Il est regrettable que les autorités gouvernementales soudanaises n’aient pas expliqué en détail comment on en était arrivé aux faits qui se sont produits dans le camp de Kalma et quelles circonstances avaient conduit à la perte tragique de vies humaines et au grand nombre de blessés civils recensés. Le gouvernement soudanais doit, dans les meilleurs délais, ouvrir une enquête sur ces décès et sur les circonstances dans lesquelles s’est déroulée l’opération de sécurité dans le camp et autour de Kalma.

Amnesty International rappelle aux forces de sécurité soudanaises qu’elles ont pour obligation de protéger les civils et de ne pas s’en prendre à eux. Elles doivent en outre immédiatement permettre aux agences d’aide humanitaire et aux observateurs chargés de veiller au respect des droits humains de se rendre sur place et faciliter leur travail.

Amnesty International rappelle que prendre délibérément pour cible des civils, mener des attaques aveugles contre des populations civiles ou utiliser des populations civiles comme boucliers humains constitue une violation du droit international humanitaire, quelle que soit la partie au conflit qui y a recours.

Amnesty International appelle les groupes d’opposition armés au Darfour à respecter le caractère civil des camps de personnes déplacées internes. Les groupes d’opposition armés ne doivent pas opérer dans ou à partir des camps de personnes déplacées internes ni se livrer à des activités risquant de compromettre la sécurité des civils vivant dans ces camps. En outre, les groupes armés d’opposition ne doivent ni armer les civils, ni fournir des armes aux civils se trouvant à l’intérieur des camps de personnes déplacées internes.

Amnesty International s’étonne que la force de maintien de la paix de la MINUAD qui patrouille normalement dans le camp de Kalma ne soit pas intervenue et n’ait pas cherché à engager les autorités soudanaises à trouver une solution visant à éviter les affrontements qui ont suivi, en prenant des mesures appropriées afin de maintenir le caractère civil des camps de personnes déplacées internes.

La force de maintien de la paix de la MINUAD est responsable au titre de la résolution n° 1769 des Nations unies de la protection de la population civile au Darfour, y compris dans les camps de personnes déplacées internes. Son efficacité et sa réputation dépendront en partie de la façon dont elle accomplira son mandat, qui est de protéger des populations civiles vulnérables dans l’ouest du Soudan.

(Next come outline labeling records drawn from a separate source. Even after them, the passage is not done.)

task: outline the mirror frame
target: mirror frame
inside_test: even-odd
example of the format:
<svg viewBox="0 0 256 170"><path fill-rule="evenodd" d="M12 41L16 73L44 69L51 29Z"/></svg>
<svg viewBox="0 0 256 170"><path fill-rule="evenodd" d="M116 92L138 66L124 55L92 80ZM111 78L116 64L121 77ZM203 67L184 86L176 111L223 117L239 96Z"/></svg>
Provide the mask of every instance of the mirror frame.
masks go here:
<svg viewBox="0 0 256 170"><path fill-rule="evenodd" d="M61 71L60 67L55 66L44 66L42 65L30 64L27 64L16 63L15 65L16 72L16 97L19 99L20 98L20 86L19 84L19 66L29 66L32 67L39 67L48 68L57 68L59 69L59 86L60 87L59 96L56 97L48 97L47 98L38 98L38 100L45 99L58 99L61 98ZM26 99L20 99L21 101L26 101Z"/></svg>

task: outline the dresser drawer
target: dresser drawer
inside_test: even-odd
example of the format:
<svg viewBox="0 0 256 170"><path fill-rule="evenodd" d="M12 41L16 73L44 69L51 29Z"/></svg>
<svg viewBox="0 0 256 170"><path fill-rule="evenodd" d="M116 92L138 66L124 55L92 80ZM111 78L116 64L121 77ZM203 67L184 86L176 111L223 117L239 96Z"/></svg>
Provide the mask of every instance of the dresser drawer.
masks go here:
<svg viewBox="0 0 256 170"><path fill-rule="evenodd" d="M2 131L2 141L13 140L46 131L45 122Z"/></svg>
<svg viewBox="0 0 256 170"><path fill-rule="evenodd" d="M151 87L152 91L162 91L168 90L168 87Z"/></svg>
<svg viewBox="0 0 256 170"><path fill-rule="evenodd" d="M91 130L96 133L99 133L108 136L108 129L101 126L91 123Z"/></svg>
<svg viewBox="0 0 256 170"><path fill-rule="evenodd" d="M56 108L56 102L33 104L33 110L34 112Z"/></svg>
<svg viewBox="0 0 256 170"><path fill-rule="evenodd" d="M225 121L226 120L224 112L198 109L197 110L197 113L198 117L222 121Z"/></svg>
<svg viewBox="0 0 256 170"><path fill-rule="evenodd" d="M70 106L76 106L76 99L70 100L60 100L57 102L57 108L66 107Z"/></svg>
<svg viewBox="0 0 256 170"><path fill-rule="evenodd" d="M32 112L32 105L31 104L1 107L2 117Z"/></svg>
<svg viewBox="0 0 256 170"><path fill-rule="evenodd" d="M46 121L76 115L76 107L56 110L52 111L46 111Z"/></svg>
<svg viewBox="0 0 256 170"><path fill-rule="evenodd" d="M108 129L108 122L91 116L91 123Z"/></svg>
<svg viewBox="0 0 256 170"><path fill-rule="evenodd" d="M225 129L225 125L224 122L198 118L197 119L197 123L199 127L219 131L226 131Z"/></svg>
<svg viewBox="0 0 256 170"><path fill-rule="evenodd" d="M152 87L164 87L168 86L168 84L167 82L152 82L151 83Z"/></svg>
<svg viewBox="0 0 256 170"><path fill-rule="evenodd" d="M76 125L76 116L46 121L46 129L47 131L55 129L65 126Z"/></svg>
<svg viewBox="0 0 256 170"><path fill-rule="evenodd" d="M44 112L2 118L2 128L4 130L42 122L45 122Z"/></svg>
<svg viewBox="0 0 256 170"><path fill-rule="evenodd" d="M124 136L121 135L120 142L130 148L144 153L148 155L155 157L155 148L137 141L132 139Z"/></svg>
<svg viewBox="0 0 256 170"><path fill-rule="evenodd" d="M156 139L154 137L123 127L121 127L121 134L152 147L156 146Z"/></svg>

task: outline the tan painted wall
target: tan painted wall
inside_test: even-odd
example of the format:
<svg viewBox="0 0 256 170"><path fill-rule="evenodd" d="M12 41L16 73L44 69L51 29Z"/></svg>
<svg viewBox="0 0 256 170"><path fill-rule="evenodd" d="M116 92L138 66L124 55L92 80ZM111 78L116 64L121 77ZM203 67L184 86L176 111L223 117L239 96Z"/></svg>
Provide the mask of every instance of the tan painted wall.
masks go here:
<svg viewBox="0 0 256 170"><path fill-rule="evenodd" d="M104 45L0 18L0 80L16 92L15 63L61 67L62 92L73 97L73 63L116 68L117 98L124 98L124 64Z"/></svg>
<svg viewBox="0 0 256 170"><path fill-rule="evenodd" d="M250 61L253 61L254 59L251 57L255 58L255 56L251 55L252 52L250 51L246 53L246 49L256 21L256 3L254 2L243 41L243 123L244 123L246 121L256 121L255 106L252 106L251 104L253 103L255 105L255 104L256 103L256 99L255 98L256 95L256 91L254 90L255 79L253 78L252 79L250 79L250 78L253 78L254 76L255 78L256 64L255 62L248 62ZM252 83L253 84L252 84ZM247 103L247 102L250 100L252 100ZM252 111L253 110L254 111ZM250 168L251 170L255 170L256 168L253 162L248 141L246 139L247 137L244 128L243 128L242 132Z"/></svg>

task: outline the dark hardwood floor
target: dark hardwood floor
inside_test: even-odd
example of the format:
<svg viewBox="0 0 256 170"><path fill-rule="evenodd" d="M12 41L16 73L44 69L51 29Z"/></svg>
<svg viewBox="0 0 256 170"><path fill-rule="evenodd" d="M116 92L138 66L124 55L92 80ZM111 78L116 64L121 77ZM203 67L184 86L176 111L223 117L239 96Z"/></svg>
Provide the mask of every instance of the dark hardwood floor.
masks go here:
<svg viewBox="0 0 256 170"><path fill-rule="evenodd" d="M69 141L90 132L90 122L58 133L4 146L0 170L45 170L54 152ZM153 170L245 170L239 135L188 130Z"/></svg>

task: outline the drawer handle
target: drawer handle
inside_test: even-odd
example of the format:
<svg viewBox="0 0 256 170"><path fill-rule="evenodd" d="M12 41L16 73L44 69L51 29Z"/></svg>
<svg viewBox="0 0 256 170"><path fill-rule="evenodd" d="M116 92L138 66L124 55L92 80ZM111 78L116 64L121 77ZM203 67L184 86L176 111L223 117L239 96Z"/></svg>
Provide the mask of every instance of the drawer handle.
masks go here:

Amnesty International renouvelle son appel à la communauté internationale pour qu’elle fournisse à la force de maintien de la paix de la MINUAD des moyens adéquats, tant en termes de transport que de matériel militaire, afin de permettre à cette force de protéger comme il convient la population civile du Darfour.


Complément d’information

Trois cent mille personnes sont mortes jusqu’à maintenant pour des raisons liées au conflit au Darfour. On compte plus de 2,3 millions de personnes déplacées, vivant pour la plupart dans des camps de personnes déplacées internes ou des camps de réfugiés dans l’est du Tchad. Le camp de Kalma est le plus grand camp de personnes déplacées internes au Darfour. En dépit de la signature d’un accord de paix sur le Darfour en 2006, le conflit continue de faire rage. Les groupes d’opposition armés ne cessent d’éclater pour former de nouvelles factions, ce qui rend la conclusion d’un accord de paix de plus en plus problématique. La MINUAD est présente au Darfour depuis le 1er janvier 2008, mais ses effectifs continuent de stagner au dessous des dix mille hommes.